Francis has previously visited countries with miserable legacies of church errors. He made a sweeping apology to Irish victims of abuse in 2018 and left for Canada in 2022 to atone for church-run residential schools that have traumatized Indigenous people for generations.

Pope Francis delivered his message at a meeting with officials and civil society at the Grande Galerie of Laeken Castle in Brussels on Friday. (AP Photo/Andrew Medichini)

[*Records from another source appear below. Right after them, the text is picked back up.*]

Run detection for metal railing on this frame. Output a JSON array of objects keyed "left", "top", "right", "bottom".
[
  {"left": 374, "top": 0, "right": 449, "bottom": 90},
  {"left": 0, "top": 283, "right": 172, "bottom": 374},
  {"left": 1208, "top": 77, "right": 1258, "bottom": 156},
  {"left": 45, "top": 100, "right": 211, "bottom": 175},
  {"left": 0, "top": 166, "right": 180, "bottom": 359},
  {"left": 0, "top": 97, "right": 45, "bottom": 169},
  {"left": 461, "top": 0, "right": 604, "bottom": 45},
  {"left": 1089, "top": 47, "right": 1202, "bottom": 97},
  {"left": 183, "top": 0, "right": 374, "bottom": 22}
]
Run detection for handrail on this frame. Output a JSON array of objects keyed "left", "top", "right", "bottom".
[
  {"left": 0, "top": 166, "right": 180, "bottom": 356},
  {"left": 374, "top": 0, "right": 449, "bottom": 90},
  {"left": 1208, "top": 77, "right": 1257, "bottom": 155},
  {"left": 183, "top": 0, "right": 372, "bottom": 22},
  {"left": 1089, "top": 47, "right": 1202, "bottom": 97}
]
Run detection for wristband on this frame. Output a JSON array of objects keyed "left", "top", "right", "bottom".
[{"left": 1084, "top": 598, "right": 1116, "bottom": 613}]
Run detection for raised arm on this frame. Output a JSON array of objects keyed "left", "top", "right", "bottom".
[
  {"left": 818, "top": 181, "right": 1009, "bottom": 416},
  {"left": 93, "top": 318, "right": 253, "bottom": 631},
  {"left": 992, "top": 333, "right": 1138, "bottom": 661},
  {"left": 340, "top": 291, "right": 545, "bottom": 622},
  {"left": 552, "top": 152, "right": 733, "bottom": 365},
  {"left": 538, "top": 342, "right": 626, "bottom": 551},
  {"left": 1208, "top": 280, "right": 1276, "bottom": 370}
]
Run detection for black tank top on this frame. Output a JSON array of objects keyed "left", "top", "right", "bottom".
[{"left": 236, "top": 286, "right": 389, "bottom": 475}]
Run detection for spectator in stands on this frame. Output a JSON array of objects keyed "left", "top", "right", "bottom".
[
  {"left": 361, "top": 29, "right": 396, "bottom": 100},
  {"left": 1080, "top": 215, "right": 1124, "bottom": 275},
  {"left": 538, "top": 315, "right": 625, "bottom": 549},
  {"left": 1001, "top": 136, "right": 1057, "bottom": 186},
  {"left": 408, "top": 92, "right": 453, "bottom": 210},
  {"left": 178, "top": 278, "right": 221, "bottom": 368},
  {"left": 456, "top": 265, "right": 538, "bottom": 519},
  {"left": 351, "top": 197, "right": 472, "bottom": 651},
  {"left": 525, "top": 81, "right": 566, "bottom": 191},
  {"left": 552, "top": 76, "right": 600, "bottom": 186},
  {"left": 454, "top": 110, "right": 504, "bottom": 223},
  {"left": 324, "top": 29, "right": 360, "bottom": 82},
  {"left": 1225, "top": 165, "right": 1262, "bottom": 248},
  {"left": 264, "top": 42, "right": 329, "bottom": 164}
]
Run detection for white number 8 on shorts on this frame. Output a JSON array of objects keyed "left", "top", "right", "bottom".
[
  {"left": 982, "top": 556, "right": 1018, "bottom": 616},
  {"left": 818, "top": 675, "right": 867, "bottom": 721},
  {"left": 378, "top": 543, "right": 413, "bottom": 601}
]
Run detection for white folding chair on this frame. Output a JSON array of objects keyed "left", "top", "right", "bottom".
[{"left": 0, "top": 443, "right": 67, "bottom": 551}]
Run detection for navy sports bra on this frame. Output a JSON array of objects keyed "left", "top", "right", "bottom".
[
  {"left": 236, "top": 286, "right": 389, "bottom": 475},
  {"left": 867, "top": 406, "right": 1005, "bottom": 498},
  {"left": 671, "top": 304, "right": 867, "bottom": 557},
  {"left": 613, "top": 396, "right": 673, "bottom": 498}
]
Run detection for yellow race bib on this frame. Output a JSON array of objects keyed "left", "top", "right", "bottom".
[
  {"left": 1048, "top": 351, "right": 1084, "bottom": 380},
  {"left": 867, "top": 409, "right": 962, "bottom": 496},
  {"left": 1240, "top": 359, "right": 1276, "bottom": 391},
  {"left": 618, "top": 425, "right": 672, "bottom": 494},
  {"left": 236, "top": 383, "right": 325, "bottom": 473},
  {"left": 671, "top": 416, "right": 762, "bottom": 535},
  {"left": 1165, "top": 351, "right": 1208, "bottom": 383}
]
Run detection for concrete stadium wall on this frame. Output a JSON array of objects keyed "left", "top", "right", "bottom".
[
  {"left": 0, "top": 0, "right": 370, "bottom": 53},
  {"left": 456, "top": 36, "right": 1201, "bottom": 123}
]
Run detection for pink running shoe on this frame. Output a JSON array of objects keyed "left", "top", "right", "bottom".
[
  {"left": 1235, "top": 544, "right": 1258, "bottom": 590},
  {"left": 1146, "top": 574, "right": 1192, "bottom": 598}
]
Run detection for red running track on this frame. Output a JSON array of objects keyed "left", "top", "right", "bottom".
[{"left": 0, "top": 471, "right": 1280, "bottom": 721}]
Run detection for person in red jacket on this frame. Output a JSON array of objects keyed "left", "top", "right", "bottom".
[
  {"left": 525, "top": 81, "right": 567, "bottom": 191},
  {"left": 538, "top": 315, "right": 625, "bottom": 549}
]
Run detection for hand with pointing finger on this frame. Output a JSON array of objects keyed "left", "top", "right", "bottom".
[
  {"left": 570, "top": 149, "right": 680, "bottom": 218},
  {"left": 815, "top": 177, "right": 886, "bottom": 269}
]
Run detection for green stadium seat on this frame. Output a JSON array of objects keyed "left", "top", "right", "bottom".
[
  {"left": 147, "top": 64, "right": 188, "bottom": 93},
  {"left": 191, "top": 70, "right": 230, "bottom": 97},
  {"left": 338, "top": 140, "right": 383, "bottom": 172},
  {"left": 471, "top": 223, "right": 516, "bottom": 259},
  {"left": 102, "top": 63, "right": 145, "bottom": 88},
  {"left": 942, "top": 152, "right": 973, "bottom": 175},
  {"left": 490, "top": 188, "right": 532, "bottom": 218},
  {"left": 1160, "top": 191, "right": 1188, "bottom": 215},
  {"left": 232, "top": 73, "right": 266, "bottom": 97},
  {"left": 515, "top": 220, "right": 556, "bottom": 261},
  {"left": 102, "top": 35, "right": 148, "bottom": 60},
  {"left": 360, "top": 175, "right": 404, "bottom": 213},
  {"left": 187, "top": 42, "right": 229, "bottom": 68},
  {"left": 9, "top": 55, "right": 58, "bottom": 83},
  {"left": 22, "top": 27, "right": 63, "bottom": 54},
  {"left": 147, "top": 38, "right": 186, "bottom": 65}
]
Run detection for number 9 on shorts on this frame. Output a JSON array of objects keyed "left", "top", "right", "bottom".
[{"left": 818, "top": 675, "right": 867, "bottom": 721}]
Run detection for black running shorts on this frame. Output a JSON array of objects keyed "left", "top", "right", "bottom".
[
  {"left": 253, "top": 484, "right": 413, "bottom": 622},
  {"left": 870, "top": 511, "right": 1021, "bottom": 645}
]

But it is hard to think of a single day when the leader of the 1.3 billion-strong Catholic Church has faced such strong, public criticism from a country’s highest institutional figures – the royal family, government and academia – for the church’s crimes and apparent misdeeds. reacts tone-deaf to the demands of today’s Catholics.

Luc Sels, rector of the Catholic University of Leuven, whose 600th anniversary was the official reason for Francis’ trip to Belgium, told the pope that the abuse scandals had so weakened the church’s moral authority that it would do well to reform if it wanted to. to regain credibility and relevance.

“Wouldn’t the church be a warmer place if women were also given a prominent place in the priesthood?” Sells asked the pope.

“Wouldn’t the church in our area have gained moral authority if its approach to gender and diversity had not been so rigid? And if it had, wouldn’t it have opened its arms more to the LGBTQ+ community, as the university did?” he asked.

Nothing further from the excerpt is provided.